146.75 (1.44%) 米国株6日続伸、ダウ平均146ドル高 業績期待で3週間ぶり高値
13日の米株式相場は大幅に6日続伸し、
ダウ工業株30種平均は前日比146ドル75セント(1.4%)高の1万0363ドル02セントで終えた。
前日に非鉄大手アルコアが発表した2010年4~6月期決算が予想を上回り、
米企業の業績改善への期待が強まった。外国為替市場でドルが対ユーロで売られ、
ドル建てで取引される原油先物など国際商品相場が上昇。
素材やエネルギー株が買われたことも相場を押し上げた。
ダウ平均が6日続伸するのは、4月19~26日以来2カ月半ぶり。
6日間の上昇率は7%で、水準は6月21日以来ほぼ3週間ぶりの高さになった。
ハイテク株の比率が高いナスダック総合指数は、
前日比43.67ポイント(2.0%)高の2242.03と6月23日以来の高値で終えた。

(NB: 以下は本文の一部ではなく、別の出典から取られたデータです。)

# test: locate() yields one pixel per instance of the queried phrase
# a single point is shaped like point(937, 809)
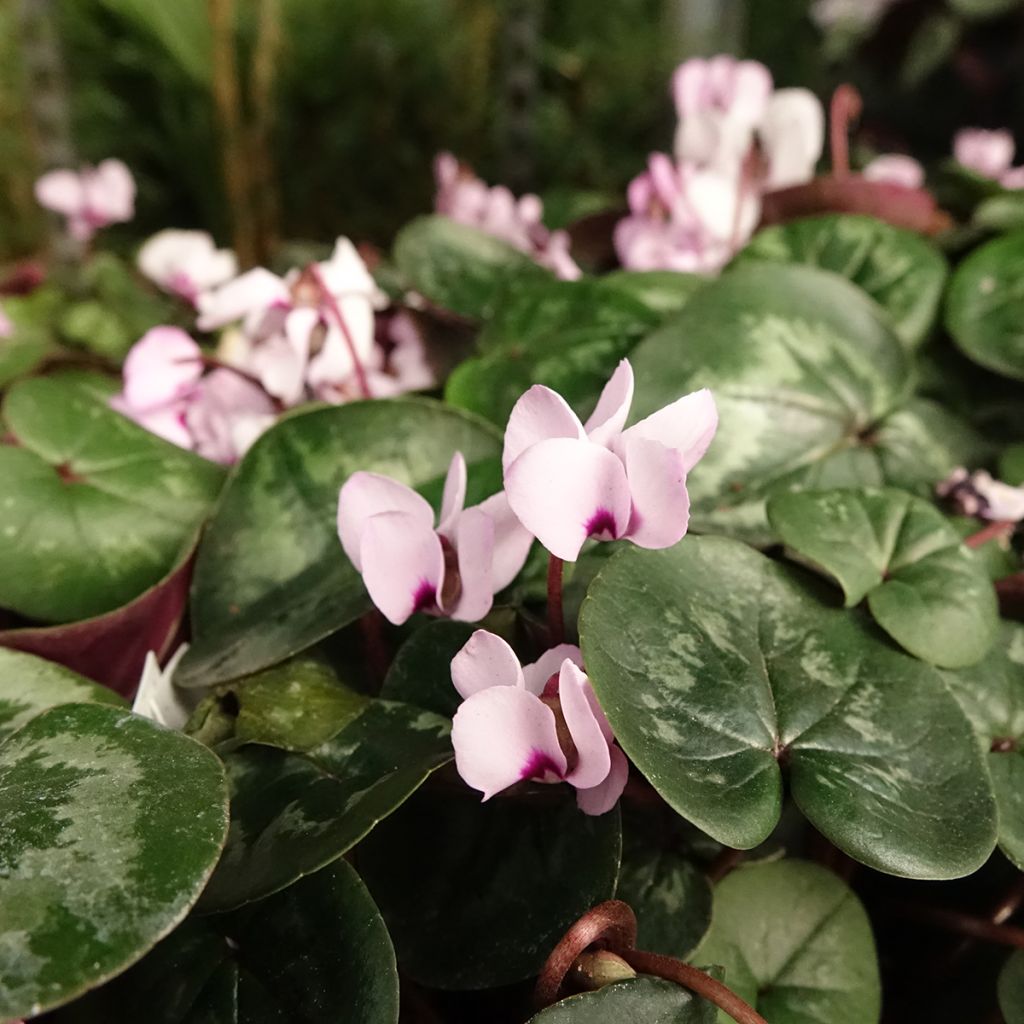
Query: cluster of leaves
point(821, 674)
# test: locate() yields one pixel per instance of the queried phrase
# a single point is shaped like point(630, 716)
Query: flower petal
point(603, 797)
point(502, 735)
point(474, 545)
point(512, 541)
point(365, 495)
point(687, 425)
point(657, 487)
point(612, 408)
point(402, 564)
point(593, 762)
point(564, 491)
point(541, 414)
point(485, 660)
point(536, 675)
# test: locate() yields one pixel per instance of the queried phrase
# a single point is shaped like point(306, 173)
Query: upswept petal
point(564, 491)
point(539, 415)
point(603, 797)
point(593, 762)
point(365, 495)
point(502, 735)
point(687, 425)
point(612, 408)
point(402, 564)
point(485, 660)
point(657, 485)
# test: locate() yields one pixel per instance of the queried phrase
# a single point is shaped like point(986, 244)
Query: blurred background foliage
point(261, 120)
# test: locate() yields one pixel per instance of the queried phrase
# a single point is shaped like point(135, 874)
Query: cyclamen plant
point(398, 767)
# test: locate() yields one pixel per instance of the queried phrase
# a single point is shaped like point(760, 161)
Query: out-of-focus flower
point(989, 154)
point(464, 198)
point(409, 565)
point(540, 722)
point(567, 481)
point(979, 495)
point(897, 169)
point(157, 697)
point(185, 263)
point(91, 198)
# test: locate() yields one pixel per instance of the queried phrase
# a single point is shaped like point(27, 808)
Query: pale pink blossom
point(466, 199)
point(540, 722)
point(91, 198)
point(409, 564)
point(567, 481)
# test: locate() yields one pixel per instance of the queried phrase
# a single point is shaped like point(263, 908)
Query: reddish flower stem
point(556, 617)
point(846, 107)
point(332, 303)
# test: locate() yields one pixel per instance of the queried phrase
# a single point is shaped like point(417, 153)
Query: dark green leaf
point(796, 943)
point(96, 509)
point(111, 828)
point(292, 813)
point(715, 665)
point(461, 268)
point(271, 578)
point(985, 305)
point(476, 895)
point(925, 588)
point(897, 268)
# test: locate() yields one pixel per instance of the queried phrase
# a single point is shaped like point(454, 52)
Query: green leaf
point(924, 587)
point(717, 667)
point(1011, 988)
point(30, 685)
point(985, 305)
point(796, 943)
point(640, 1000)
point(421, 672)
point(476, 895)
point(896, 267)
point(568, 335)
point(461, 268)
point(293, 813)
point(271, 578)
point(316, 953)
point(111, 828)
point(992, 696)
point(810, 384)
point(96, 509)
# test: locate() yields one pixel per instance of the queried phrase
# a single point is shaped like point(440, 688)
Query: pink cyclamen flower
point(409, 565)
point(540, 722)
point(185, 263)
point(897, 169)
point(464, 198)
point(90, 199)
point(567, 481)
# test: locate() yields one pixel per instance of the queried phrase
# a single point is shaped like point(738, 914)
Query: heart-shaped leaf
point(796, 943)
point(461, 268)
point(925, 588)
point(293, 813)
point(271, 578)
point(500, 882)
point(96, 509)
point(897, 268)
point(639, 1000)
point(30, 685)
point(316, 953)
point(811, 387)
point(567, 335)
point(992, 695)
point(111, 828)
point(716, 666)
point(985, 305)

取引終了後に4~6月期決算の発表を控えた半導体大手インテルが2%あまり上昇した。
アルコアが前日夕に発表した4~6月期決算は、売上高と1株利益が市場予想を上回った。
10年の世界のアルミ需要見通しも上方修正し、素材株全般に買いが入った。
米格付け会社ムーディーズ・インベスターズ・サービスが13日にポルトガルの格付けを引き下げたが
同日のポルトガルの株式相場はほぼ横ばい圏で取引を終えた。
「欧州の財政不安はほぼ織り込んだ」との見方が買い安心感につながったとの指摘もあった。
業種別S&P500種株価指数は全10業種が上昇した。
「素材」のほか、「金融」や「消費循環」など景気動向に収益が左右されやすいとされる業種の上昇が目立った。ニューヨーク証券取引所(NYSE)の売買高は約11億4000万株(速報値)、
ナスダック市場は約22億6000万株(同)だった。
朝方に増配を発表した半導体製造装置のKLAテンコールが6%近い急伸。
前日夕に予想以上の四半期決算を発表した同業のノベラス・システムズも大幅に上昇した。
4~6月期の利益が前の期よりも高くなったもようだと前日夕に発表した石油大手シェブロンが2%近く上昇した。
ダウ平均構成銘柄では建機大手キャタピラーが4%近く上昇し、
上昇率首位。JPモルガン・チェースやアメリカン・エキスプレス、
バンク・オブ・アメリカといった金融株が軒並み上昇した。アルコアは1%あまり上げた。
一方、高機能携帯電話「iPhone(アイフォーン)4」の電波の受信状況に対する利用者の
不満の声が高まっているアップルが続落した。
ダウ平均構成銘柄では製薬大手ファイザーが唯一下落した。